Obama might then turn to the stranglehold that the STPRM Oil Workers' Union has on the state oil firm, which is suffused by corruption, inefficiency, declining output, and feather-bedding. Pemex has roughly three times more employees than comparable private corporations. The visiting dignitary could even refer to the history of "suicidios petroleros" in which opponents of the union allegedly died by their own hand – with three bullets in their heads.

While on the topic of labor organizations, the U.S. chief executive might spend a few minutes on the SNTE Teachers' Union, led by Elba Esther Gordillo whom the late scholar M. Delal Baer referred to as "Jimmy Hoffa in a skirt." Not only has the union amassed a fortune that would be the envy of Midas by selling teaching jobs and peddling influence, it has damaged the quality of public education to the point that most middle-class families will make whatever sacrifices are necessary to enroll their youngsters in private schools.

Meanwhile, "la Maestra" Gordillo has placed hundreds, probably thousands, of her cadres into the Public Education Ministry where they can collects handsome paychecks every 15 days without even having to show up for work.

If Obama really wanted to transcend preaching to begin meddling, he could emphasize how Mexico's governors have immunized themselves from public influence.
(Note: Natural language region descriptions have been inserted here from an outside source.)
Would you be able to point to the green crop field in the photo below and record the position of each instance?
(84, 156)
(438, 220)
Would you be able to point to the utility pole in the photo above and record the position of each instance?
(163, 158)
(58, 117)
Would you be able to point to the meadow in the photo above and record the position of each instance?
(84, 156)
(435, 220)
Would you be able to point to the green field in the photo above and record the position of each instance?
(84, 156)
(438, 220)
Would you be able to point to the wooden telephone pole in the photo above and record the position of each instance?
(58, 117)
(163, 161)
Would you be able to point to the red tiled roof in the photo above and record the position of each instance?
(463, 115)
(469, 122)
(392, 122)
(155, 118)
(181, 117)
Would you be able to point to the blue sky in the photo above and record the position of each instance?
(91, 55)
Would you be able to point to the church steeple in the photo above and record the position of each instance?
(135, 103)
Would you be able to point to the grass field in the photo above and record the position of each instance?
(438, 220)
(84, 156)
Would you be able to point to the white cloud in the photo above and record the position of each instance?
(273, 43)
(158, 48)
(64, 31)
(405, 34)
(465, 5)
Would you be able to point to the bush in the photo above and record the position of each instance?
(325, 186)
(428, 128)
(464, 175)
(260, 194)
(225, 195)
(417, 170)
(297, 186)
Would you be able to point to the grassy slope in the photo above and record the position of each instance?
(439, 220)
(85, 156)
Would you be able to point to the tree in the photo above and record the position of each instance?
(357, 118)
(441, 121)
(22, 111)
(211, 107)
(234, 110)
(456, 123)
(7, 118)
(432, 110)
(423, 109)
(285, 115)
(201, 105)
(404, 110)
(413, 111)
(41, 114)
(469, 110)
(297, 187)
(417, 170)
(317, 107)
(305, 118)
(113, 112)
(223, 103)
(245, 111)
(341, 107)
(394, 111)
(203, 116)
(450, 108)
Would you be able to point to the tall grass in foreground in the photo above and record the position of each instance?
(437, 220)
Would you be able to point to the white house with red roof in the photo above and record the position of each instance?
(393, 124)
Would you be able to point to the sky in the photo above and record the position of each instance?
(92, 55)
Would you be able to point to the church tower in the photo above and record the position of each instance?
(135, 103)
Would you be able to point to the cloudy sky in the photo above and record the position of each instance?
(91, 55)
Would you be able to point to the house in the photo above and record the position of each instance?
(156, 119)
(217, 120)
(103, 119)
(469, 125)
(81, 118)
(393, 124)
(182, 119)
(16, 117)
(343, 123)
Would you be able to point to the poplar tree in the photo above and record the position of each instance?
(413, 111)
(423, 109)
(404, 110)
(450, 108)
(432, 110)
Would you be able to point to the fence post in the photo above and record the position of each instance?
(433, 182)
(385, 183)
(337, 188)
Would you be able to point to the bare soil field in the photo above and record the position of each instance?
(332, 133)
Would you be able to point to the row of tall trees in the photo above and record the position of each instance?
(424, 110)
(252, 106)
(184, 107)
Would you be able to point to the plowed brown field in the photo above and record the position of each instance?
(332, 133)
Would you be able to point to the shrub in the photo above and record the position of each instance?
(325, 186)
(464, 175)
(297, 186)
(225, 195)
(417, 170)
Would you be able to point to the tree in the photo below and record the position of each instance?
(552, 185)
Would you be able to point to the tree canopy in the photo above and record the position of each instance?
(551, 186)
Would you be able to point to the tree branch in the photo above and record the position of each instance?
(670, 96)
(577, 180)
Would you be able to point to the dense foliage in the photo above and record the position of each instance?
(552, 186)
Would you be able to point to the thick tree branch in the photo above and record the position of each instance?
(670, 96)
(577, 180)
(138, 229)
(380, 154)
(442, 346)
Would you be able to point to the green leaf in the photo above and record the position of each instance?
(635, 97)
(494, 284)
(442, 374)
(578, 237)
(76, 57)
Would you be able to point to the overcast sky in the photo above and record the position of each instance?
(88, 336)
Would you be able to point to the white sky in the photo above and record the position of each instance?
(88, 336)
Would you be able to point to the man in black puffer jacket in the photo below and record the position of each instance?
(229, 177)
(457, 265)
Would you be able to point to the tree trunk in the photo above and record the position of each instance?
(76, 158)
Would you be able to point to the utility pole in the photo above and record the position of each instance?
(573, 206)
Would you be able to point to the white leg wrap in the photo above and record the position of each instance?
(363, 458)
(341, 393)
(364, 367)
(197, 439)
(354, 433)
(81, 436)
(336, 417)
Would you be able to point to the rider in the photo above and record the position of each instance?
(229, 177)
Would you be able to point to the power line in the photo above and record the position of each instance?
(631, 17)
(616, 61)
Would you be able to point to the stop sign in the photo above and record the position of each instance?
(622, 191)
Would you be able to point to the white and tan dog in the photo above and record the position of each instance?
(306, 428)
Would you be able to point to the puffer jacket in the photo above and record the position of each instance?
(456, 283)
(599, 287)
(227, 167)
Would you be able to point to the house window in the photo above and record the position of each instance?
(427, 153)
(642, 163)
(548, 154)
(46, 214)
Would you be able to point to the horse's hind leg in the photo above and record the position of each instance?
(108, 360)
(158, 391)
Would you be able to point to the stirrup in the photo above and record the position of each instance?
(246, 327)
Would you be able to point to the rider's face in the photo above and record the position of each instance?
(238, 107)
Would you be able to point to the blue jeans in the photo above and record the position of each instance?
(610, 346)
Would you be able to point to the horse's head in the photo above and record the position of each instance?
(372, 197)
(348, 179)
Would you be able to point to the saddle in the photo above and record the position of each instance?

They now rule like latter-day viceroys thanks to a compliant press (whose owners fear losing state advertising), economic bonds to the private sector (whose members salivate for government contracts), blatant manipulation of states legislatures (whose deputies receive extravagant salaries and benefits in return for rubber-stamping executive initiatives), and malleable state electoral institutes (whose counselors owe their well-paying, prestigious jobs to state executives).
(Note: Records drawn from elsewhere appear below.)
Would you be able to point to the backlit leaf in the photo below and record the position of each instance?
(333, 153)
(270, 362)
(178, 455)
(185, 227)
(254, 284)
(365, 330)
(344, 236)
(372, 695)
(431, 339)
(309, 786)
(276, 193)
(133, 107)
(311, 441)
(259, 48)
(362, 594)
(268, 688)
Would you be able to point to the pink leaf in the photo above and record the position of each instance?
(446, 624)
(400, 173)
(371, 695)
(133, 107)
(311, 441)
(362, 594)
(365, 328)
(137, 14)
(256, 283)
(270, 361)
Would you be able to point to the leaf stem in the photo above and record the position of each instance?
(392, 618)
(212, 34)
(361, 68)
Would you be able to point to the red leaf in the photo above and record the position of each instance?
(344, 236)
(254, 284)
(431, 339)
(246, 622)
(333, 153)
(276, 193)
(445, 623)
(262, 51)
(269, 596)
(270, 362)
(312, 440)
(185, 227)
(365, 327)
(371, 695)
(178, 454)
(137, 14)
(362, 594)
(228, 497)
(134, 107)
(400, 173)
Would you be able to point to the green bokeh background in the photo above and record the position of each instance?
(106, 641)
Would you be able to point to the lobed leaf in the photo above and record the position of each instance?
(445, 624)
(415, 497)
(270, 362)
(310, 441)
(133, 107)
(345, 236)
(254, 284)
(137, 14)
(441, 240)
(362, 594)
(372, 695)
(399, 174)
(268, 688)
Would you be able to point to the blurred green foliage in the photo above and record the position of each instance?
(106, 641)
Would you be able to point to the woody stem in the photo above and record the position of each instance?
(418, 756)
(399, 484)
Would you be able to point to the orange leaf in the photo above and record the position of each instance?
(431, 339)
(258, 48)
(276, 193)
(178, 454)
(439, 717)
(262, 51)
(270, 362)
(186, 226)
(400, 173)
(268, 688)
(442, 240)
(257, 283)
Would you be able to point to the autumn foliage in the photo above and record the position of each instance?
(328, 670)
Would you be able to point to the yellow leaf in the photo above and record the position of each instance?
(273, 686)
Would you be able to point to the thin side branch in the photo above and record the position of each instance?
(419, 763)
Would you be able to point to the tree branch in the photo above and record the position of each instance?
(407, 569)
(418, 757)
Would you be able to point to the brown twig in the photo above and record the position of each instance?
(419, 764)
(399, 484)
Of course, it's equally difficulty for average citizens to hold federal officials accountable: neither the 500 deputies nor the 128 senators can run for immediate reelection; 40 percent of the former and 25 percent of the latter win election via proportional representation lists, which party bosses configure; these same political pooh-bahs along with governors personally select most of the other congressional nominees, without the inconvenience of open conventions and primaries; and independent candidacies are verboten.
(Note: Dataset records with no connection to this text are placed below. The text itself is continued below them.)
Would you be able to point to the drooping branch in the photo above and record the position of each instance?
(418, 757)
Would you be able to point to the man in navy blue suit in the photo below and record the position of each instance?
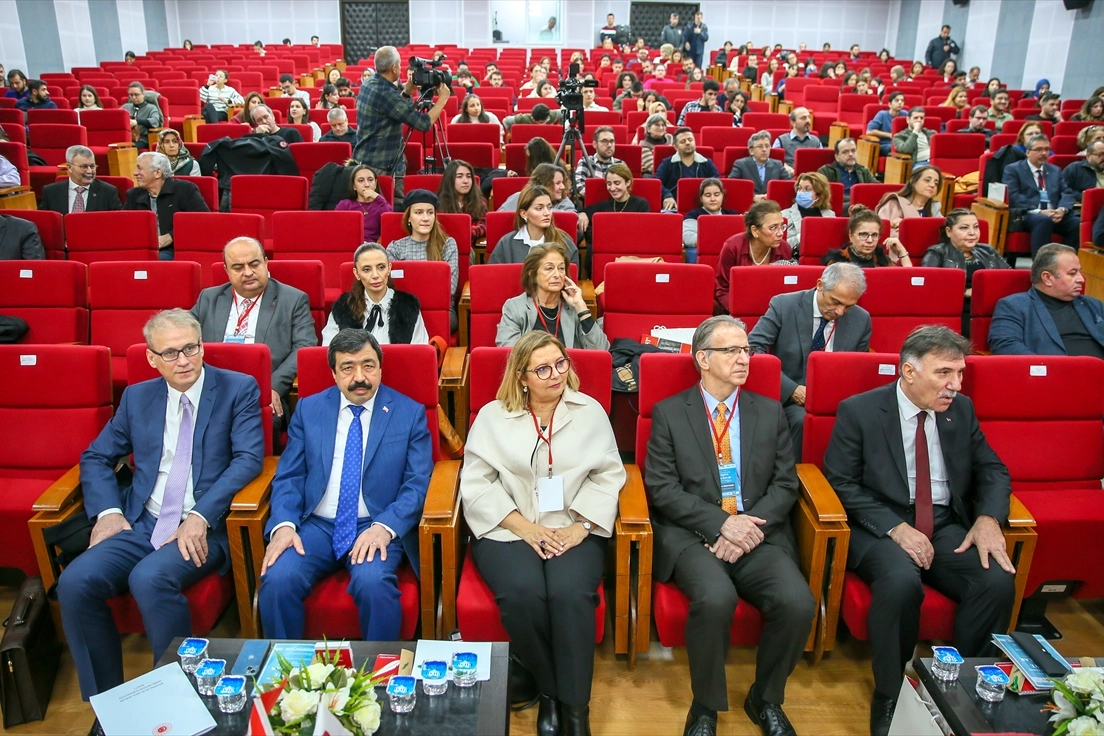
(197, 439)
(1037, 188)
(352, 480)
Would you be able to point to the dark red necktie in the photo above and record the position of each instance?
(925, 522)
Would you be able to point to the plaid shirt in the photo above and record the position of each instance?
(381, 113)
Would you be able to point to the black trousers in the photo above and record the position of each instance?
(548, 609)
(985, 598)
(768, 578)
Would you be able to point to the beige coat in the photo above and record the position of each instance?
(498, 476)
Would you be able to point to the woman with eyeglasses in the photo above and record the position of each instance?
(540, 484)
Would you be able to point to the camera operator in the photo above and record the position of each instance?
(381, 113)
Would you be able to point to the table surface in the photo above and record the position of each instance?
(479, 710)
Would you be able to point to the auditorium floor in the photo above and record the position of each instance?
(829, 699)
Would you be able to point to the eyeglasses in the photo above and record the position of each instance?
(171, 354)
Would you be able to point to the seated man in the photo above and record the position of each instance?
(167, 530)
(1053, 317)
(800, 323)
(1036, 187)
(914, 518)
(158, 191)
(255, 308)
(722, 531)
(349, 483)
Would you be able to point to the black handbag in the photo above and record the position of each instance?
(30, 653)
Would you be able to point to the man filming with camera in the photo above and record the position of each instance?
(381, 113)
Should a foreign leader mention such sensitive topics in the San Lázaro congressional palace, he would be the target of Mexico's sibilant version of the Bronx cheer, walk-outs by law makers, and hastily made posters decrying his admonitions. In the past, deputies have either mooned speakers whose words rankled or donned pig masks to show their contempt. Needless to say, a clamor would erupt to have visiting dignitary declared persona non grata and given the bum's rush out of the country.

Still, official Washington rolled out the red carpet for Mexican President Felipe Calderón during his May 19-20 visit. He went before a joint session of Congress and told his audience how to run the United States. He asked for – "demanded" would be a better word – a change in gun laws, immigration policy, and the right for illegal aliens to be treated like welcomed guests rather than lawbreakers in Arizona. Worst of all, many representatives and senators applauded his intrusiveness into U.S. domestic affairs.

The double standard is alive and well, and Mexico takes full advantage of this blatant inconsistency.